President Winthrop 1999

: The Crowded Earth

The Secretary of State closed the door.



"Well?" he asked.



President Winthrop looked up from the desk and blinked. "Hello, Art,"

he said. "Sit down."



"Sorry I'm late," the Secretary told him. "I came as soon as I got the

call."



"It doesn't matter." The President lit a cigarette and pursed his lips

around it until it stopped wobbling. "I've been checkin
the reports

all night."



"You look tired."



"I am. I could sleep for a week. That is, I wish I could."



"Any luck?"



The President pushed the papers aside and drummed the desk for a

moment. Then he offered the Secretary a gray ghost of a smile.



"The answer's still the same."



"But this was our last chance--"



"I know." The President leaned back. "When I think of the time and

effort, the money that's been poured into these projects! To say

nothing of the hopes we had. And now, it's all for nothing."

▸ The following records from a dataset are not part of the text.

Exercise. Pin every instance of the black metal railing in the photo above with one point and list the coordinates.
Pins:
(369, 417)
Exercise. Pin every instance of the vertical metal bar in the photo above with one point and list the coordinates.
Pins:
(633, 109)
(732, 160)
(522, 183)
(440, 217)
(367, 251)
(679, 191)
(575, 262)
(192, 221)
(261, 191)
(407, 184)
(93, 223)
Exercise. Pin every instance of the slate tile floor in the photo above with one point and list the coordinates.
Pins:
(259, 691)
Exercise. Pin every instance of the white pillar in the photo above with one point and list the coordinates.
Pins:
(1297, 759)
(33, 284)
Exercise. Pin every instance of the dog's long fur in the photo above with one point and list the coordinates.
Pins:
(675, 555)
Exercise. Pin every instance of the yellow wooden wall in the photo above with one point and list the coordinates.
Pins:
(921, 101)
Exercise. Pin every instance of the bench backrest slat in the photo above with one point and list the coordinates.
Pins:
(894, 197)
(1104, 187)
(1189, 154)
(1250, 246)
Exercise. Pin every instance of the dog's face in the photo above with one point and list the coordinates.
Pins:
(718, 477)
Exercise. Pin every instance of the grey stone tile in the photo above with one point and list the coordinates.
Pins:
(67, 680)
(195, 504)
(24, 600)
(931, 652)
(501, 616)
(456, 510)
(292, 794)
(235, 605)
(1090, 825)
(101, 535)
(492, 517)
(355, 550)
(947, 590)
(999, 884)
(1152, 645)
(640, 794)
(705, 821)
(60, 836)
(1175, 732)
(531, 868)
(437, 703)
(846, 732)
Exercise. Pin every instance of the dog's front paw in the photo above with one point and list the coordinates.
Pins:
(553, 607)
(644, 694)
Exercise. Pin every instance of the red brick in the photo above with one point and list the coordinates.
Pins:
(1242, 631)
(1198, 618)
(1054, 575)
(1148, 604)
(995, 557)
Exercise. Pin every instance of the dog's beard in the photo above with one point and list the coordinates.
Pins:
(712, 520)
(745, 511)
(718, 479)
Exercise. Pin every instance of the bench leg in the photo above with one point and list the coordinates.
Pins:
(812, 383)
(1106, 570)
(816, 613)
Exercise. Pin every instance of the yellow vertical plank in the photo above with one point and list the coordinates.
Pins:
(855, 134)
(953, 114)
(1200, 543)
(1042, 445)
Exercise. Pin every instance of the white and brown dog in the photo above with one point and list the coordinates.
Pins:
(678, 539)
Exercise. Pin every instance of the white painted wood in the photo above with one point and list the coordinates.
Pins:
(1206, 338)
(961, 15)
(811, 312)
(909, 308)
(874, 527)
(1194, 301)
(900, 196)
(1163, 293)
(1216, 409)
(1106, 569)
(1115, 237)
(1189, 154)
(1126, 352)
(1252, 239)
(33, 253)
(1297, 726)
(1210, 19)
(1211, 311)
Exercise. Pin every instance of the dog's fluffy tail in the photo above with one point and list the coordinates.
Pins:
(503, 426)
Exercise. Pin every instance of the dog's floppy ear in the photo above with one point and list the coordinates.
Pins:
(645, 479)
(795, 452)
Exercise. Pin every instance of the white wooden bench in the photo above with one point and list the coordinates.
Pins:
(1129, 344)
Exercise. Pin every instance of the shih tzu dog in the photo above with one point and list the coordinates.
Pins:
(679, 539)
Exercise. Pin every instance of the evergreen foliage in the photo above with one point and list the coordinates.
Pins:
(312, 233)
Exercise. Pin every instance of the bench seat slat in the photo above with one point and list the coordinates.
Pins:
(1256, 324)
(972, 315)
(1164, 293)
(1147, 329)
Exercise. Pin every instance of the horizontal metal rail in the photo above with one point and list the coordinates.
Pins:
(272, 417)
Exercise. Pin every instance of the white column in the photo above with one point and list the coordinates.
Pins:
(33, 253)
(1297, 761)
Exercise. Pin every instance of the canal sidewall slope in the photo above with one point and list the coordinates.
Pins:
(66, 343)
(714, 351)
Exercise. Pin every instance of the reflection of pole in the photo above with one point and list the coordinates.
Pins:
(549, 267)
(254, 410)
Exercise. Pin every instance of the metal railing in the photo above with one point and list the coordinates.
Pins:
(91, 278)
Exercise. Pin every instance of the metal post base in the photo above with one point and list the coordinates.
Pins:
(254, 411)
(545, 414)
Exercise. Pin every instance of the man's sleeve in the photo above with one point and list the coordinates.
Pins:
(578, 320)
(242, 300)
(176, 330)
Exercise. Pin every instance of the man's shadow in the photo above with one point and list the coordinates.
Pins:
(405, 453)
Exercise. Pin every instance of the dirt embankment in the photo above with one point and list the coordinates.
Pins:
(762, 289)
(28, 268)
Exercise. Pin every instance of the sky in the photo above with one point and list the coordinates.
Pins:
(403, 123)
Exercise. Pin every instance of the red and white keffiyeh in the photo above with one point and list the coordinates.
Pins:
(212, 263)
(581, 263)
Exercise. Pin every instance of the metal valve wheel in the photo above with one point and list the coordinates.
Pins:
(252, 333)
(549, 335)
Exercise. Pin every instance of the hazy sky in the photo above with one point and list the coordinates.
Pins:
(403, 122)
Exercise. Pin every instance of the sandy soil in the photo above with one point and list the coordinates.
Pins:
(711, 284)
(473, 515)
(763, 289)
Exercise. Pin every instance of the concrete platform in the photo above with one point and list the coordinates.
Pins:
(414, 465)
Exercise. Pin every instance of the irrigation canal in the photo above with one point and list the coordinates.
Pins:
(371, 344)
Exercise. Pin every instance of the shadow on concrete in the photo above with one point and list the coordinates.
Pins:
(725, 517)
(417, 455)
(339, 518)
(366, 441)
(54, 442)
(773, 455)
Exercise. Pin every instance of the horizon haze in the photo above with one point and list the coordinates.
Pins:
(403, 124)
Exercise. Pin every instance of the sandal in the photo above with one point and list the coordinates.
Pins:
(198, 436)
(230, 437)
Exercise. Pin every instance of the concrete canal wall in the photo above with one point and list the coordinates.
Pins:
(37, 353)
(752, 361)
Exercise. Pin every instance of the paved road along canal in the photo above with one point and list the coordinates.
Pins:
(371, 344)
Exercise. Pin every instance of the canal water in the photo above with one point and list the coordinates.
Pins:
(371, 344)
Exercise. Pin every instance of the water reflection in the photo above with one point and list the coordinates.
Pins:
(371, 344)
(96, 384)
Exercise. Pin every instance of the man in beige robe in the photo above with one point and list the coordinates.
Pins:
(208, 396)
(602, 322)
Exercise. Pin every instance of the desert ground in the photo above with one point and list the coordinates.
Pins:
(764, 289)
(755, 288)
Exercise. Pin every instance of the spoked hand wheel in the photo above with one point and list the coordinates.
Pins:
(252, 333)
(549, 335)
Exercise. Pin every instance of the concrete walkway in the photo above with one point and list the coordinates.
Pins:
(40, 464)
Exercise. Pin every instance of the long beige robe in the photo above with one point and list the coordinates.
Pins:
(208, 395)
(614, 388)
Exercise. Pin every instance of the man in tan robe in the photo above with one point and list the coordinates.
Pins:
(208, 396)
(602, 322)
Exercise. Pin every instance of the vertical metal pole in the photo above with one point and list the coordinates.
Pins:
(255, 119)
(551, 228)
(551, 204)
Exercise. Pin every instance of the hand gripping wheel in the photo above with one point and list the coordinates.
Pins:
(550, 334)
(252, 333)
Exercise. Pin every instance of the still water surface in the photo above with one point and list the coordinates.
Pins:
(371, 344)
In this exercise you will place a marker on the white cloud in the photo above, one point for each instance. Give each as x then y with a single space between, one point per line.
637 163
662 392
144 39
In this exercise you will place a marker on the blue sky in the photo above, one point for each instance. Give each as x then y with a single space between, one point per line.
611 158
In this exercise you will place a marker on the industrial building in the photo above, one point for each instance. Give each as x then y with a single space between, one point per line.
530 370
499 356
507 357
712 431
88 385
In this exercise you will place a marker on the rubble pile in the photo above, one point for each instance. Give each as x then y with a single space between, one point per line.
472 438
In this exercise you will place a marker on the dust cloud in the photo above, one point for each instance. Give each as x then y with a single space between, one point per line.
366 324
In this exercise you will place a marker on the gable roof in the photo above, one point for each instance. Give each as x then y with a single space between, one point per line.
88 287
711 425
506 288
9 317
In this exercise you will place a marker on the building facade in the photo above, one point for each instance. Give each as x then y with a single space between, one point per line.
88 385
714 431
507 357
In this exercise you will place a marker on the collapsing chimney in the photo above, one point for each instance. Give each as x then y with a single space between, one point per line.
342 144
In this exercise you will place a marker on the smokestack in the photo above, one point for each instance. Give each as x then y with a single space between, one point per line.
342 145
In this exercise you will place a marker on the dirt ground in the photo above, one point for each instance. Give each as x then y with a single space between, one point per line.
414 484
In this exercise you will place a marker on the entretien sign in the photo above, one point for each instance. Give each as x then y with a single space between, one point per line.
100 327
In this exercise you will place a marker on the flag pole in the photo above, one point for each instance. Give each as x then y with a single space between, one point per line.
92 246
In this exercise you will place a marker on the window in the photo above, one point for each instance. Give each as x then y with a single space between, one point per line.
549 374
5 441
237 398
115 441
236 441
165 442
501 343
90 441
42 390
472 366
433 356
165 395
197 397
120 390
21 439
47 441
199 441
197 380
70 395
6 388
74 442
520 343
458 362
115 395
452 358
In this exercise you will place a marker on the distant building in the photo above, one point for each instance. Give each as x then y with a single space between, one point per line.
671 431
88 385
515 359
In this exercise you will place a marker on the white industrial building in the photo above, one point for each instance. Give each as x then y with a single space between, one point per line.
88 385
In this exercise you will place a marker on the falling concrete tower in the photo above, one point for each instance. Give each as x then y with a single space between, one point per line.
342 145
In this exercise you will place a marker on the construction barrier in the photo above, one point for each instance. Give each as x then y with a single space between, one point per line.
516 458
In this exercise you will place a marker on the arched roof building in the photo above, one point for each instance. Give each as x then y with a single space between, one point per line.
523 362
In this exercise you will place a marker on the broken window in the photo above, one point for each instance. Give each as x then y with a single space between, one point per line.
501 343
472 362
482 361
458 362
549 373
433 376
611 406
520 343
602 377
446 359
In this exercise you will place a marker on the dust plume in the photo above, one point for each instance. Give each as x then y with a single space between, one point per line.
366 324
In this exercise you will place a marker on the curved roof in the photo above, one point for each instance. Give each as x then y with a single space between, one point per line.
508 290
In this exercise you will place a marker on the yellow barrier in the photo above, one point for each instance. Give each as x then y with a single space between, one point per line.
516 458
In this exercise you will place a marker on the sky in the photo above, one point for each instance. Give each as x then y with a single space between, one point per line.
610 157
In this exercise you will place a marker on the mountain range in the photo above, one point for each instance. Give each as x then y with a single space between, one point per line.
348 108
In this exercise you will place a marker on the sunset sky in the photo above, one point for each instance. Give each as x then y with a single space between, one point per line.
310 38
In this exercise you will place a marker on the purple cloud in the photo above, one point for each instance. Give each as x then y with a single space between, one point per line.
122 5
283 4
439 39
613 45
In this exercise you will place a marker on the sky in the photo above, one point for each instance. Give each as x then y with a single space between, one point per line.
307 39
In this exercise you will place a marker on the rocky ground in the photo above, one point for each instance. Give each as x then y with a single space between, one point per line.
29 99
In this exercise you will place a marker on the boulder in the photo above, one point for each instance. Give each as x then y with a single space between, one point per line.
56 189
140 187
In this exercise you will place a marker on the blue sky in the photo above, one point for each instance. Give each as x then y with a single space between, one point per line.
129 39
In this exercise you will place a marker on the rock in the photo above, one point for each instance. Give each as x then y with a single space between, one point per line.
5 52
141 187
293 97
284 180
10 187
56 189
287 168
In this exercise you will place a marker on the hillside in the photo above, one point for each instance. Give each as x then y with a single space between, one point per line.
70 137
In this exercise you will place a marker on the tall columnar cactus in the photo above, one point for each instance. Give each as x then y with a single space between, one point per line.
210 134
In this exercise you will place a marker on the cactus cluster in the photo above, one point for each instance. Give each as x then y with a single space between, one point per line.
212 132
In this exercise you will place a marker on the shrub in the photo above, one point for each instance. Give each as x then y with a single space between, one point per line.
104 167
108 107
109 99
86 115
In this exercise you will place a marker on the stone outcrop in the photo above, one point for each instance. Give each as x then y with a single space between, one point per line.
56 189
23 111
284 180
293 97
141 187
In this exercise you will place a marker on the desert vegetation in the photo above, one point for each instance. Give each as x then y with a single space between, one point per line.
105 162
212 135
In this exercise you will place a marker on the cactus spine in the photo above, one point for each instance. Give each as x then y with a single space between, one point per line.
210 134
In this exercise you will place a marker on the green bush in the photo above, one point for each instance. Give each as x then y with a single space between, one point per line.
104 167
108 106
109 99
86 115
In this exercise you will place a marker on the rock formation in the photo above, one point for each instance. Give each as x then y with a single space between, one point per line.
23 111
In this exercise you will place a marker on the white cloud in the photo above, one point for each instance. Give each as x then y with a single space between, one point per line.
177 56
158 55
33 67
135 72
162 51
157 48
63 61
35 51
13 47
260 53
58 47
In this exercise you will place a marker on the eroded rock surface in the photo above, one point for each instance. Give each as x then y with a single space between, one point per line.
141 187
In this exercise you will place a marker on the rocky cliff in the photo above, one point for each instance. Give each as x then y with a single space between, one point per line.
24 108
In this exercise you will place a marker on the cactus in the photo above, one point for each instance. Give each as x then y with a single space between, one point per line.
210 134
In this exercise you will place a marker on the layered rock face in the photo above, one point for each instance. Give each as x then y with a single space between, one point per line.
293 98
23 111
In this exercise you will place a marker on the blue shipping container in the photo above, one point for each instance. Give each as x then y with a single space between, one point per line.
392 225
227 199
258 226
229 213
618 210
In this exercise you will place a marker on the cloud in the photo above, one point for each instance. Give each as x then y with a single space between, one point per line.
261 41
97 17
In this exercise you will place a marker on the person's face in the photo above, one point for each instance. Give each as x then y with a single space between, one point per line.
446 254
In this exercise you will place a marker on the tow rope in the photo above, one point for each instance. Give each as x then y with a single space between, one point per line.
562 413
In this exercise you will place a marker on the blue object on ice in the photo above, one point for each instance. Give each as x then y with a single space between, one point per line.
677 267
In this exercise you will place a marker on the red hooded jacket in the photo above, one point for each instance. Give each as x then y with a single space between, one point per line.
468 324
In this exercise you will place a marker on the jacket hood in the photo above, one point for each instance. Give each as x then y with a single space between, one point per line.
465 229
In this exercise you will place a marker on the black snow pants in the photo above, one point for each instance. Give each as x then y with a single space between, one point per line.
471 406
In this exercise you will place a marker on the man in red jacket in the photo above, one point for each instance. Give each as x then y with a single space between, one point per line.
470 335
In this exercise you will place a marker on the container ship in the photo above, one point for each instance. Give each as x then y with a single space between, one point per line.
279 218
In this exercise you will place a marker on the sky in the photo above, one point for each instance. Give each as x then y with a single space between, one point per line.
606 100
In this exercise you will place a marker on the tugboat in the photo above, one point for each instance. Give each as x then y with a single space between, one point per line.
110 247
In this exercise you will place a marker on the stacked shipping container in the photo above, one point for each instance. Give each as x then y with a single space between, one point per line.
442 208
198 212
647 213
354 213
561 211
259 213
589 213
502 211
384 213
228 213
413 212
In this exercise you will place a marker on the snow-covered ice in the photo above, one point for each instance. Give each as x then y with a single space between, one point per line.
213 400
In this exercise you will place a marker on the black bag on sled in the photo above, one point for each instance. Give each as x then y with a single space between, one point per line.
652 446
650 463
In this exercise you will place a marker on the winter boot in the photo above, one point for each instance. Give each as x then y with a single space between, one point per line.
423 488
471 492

"You can't say that," the Secretary answered. "After all, we did reach

the moon. We got to Mars." He paused. "No one can take that away from

you. You sponsored the Martian flights. You fought for the

appropriations, pushed the project, carried it through. You helped

mankind realize its greatest dream--"



"Save that for the newscasts," the President said. "The fact remains,

we've succeeded. And our success was a failure. Mankind's greatest

dream, eh? Read these reports and you'll find out this is mankind's

greatest nightmare."



"Is it that bad?"



"Yes." The President slumped in his chair. "It's that bad. We can

reach the moon at will. Now we can send a manned flight to Mars. But

it means nothing. We can't support life in either place. There's

absolutely no possibility of establishing or maintaining an outpost,

let alone a large colony or a permanent human residence. That's what

all the reports conclusively demonstrate.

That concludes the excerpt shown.